Massachusetts law also presumes that tangible personal property shipped or brought to Massachusetts by the purchaser was purchased from a retailer for storage, use or other consumption in Massachusetts if the property was shipped or brought into Massachusetts within six months after its purchase. G.L. c. 64I, § 8(f). A taxpayer can rebut this statutory presumption by presenting sufficient evidence to establish that the property shipped or brought into Massachusetts was not purchased for storage, use or other consumption in Massachusetts. M&T Charters, Inc. v. Commissioner of Revenue, 404 Mass. 137 (1989), citing Towle v. Commissioner of Revenue, 397 Mass. 599 (1986). See also Defore v. Commissioner of Revenue, A.T.B. Docket No. 132830 (1987); The Macton Corporation v.
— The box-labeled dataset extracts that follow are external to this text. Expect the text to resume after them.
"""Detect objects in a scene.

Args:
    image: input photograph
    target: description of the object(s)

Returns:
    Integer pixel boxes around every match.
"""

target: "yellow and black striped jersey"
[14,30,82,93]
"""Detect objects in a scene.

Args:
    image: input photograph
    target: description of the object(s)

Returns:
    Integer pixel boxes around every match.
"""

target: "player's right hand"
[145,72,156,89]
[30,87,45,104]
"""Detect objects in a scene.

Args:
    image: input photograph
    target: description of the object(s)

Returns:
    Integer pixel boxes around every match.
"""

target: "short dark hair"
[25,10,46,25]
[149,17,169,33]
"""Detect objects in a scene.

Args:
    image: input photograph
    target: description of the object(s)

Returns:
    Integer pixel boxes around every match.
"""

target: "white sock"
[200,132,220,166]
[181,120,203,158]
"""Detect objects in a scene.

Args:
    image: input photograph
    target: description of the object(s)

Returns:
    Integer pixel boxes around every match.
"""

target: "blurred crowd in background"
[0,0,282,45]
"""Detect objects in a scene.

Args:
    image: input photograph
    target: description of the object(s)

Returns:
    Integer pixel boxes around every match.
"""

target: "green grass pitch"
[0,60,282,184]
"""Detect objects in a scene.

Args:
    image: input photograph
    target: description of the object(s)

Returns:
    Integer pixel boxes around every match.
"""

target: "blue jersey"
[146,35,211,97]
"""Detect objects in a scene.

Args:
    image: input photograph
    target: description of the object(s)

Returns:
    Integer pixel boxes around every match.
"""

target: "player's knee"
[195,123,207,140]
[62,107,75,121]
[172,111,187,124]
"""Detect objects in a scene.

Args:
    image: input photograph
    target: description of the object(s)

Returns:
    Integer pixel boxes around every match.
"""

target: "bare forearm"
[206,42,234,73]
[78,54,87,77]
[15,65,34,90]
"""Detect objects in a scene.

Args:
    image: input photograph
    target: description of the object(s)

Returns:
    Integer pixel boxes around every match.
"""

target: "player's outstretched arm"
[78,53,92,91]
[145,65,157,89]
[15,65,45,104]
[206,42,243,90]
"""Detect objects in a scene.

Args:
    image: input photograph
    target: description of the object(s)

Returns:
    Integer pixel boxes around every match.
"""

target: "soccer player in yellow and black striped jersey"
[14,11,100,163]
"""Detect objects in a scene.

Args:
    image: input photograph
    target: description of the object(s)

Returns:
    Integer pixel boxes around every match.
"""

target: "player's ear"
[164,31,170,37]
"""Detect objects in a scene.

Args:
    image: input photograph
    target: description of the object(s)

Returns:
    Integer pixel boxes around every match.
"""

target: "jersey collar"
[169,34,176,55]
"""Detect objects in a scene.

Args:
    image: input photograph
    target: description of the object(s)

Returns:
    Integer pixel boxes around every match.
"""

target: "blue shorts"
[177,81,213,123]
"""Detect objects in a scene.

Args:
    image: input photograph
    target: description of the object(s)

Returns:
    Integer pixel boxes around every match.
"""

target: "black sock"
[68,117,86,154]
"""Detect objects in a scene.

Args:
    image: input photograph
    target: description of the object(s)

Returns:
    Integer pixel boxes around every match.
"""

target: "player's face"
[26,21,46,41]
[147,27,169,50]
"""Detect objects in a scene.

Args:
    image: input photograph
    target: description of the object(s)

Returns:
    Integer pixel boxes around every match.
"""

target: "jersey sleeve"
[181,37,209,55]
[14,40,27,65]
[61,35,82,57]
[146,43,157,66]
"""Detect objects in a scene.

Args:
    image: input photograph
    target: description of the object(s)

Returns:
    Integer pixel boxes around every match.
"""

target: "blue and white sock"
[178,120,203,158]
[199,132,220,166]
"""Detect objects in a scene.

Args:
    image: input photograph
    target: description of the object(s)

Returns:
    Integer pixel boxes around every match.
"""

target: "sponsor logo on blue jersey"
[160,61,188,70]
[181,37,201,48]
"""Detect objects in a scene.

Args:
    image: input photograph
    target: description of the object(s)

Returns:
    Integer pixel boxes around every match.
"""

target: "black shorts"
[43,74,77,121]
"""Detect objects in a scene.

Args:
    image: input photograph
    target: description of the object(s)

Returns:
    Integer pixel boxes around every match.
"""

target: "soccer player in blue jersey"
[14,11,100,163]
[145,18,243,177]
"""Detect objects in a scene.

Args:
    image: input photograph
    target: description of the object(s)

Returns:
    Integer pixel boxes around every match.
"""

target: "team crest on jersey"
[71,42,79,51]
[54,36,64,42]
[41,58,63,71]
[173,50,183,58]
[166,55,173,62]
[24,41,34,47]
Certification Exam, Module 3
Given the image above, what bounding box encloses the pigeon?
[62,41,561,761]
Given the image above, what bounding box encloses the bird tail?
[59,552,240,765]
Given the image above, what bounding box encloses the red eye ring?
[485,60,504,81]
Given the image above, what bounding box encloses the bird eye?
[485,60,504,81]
Commissioner of Revenue, A.T.B. Docket No. 137660 (1993).
Whether property was purchased for storage, use or other consumption in Massachusetts depends on the facts and circumstances of the particular transaction. DOR Directive 87-3, issued by the Commissioner, focuses on the effect of the statutory presumption of taxability provided in G.L. c. 64I, § 8(f) on property purchased out-of-state and brought into Massachusetts. The Directive lists five factors to be considered when determining whether or not a taxpayer has met the burden of rebutting the presumption of taxability. The factors are as follows:
1) the residency of the taxpayer;
2) whether there was an intervening use of the property in another state;
3) the length of time between purchase of the property and its use in Massachusetts;
4) an unforeseen change in circumstances occurring after purchase; and
5) whether the purchaser knew at the time of purchase that the property would be used in Massachusetts.
Applying the above factors to the facts as you have represented, we find the following: 1) Owner is neither a United States citizen nor United States resident and is therefore a nonresident of Massachusetts; 2) the artwork was purchased outside of Massachusetts; Owner has yet to take delivery of the artwork and, therefore, there is no intervening use of the artwork in another state; 3) the passage of time between the purchase of the artwork and its use by Exhibitor in Massachusetts would fall within six months of the Owner's purchase; 4) the contemplated loan agreement between Exhibitor and the artwork's previous owner was not made known to Owner until after Owner purchased the artwork, and thus was an unforeseen change in circumstances; and 5) since the Owner did not know at the time of purchase that artwork's previous owner was considering loaning the artwork to Exhibitor, located in Massachusetts, Owner had no knowledge at the time of purchase of any potential use of the artwork in Massachusetts.
Since the proposed loan agreement between Owner and Exhibitor will result in the artwork being brought into Massachusetts within six months of its purchase, Owner has the burden of proving that the artwork was not purchased for storage, use or other consumption here. Under the facts and circumstances discussed above, we conclude that Owner has met this burden and is not liable for use tax on the artwork. Dealer is therefore not required to collect or remit use tax on this transaction.